The variations are mainly due to heat remaining trapped within locations that often resemble concrete jungles.

The temperature variation can range between 3 to 5 degrees Celsius.

Why are cities hotter than rural areas?

Rural areas have relatively larger green cover in the form of plantations, farmlands, forests and trees as compared to urban spaces. This green cover plays a major role in regulating heat in its surroundings.

Transpiration is a natural way of heat regulation. This is the scientific process of roots absorbing water from the soil, storing it in the leaves and stems of plants, before processing it and releasing it in the form of water vapour.

On the contrary, urban areas lack sufficient green cover or gardens and are often developed with highrise buildings, roads, parking spaces, pavements and transit routes for public transport. As a result, heat regulation is either completely absent or man-made.

Physics teaches us that black or any dark coloured object absorbs all wavelengths of light and converts them to heat, while white reflects it.

Cities usually have buildings constructed with glass, bricks, cement and concrete — all of which are dark-coloured materials, meaning they attract and absorb higher heat content.

Thus forms temporary islands within cities where the heat remains trapped. These are not the typical islands around water bodies, but urban heat islands that record higher day temperatures than other localities.

Where were heat islands experienced recently?

On May 15, Najafgarh and Mungeshpur localities in Delhi recorded maximum temperatures of 49.2 degrees Celsius, whereas  other locations in the city recorded lesser temperatures, like Mayur Vihar (45.4 degrees Celsius), Lodhi road (45.8 degrees Celsius), Palam (46.1 degrees Celsius), Ayanagar (46.8 degrees Celsius) and Delhi Ridge (47.2 degrees Celsius).

Experts say these temperature differences are due to variations in heating over highly urbanised and semi-urbanised areas and the comparative availability of open and green spaces in the surroundings. Besides, urban meteorological processes act completely differently from country-side or semi-urban/rural areas.

How can urban heat islands be reduced?

The main way to cut heat load within urban areas is increasing the green cover; filling open spaces with trees and plants.

Other ways of heat mitigation include appropriate choice of construction materials, promoting terrace and kitchen gardens, and painting white or light colours on terraces wherever possible to reflect heat.

What has NASA said on urban heat islands in India?

NASA recently pointed out heat islands in urban parts of Delhi, where temperatures were far higher than nearby agricultural lands.

NASA’s Ecosystem Spaceborne Thermal Radiometer Experiment (Ecostress) captured an image shortly before midnight of May 5, covering an area of about 12,350 square kilometres, which showed a large red patch around Delhi and smaller red patches around neighbouring cities of Sonipat, Panipat, Jind and Bhiwani. These red patches, implying higher temperatures, were the heat islands, while the rural areas around the cities witnessing lower temperatures.

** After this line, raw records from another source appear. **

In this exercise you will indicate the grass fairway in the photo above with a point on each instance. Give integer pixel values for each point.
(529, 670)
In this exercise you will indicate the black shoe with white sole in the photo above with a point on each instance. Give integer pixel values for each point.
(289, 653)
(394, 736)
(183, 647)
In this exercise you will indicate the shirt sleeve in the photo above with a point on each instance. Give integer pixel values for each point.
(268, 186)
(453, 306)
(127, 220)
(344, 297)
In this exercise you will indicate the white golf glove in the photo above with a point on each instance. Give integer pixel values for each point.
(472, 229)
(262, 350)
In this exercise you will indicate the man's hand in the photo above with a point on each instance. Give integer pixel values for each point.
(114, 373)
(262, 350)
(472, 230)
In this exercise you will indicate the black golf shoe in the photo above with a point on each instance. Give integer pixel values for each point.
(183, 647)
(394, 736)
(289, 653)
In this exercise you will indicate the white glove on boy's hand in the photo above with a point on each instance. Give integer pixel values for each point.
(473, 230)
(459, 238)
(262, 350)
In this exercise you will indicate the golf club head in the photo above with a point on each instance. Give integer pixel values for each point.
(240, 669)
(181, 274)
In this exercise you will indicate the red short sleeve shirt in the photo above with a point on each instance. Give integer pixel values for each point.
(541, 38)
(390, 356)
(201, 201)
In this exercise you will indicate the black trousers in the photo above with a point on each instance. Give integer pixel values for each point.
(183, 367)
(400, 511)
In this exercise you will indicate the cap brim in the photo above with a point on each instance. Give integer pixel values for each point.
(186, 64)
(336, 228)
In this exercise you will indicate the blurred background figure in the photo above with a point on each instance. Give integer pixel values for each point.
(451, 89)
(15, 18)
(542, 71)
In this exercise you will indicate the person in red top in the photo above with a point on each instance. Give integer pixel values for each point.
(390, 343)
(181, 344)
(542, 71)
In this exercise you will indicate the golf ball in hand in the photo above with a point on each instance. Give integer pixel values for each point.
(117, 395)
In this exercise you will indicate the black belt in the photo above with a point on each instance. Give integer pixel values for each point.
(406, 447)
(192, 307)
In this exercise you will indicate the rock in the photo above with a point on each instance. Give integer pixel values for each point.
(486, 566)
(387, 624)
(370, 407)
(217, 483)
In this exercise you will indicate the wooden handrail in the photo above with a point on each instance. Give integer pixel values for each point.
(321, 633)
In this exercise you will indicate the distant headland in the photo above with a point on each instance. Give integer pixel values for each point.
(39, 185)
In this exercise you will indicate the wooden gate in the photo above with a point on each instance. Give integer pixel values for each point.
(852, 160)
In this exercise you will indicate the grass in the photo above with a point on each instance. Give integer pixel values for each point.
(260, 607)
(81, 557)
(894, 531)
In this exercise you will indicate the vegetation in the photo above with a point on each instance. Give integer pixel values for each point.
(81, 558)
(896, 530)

The heat islands in urban parts of Delhi, as recorded by NASA’s Ecostress (Source: NASA)

“Nighttime temperatures in Delhi and several smaller villages were above 95 degrees Fahrenheit (35 degrees Celsius), peaking at about 102 degrees F (39 degrees Celsius), while the rural fields nearby had cooled to around 60 degrees F (15 degrees Celsius),” NASA said in a statement.

Ecostress is an instrument with a radiometer which was sent onto the International Space Station in 2018. It can measure temperatures on the ground, as opposed to the air temperature. Ground temperatures are likely to be higher during the day than air temperatures and almost the same during the night. Primarily, Ecostress is tasked with measuring the temperature of plants and understanding their water requirements and the impact of the climate on them.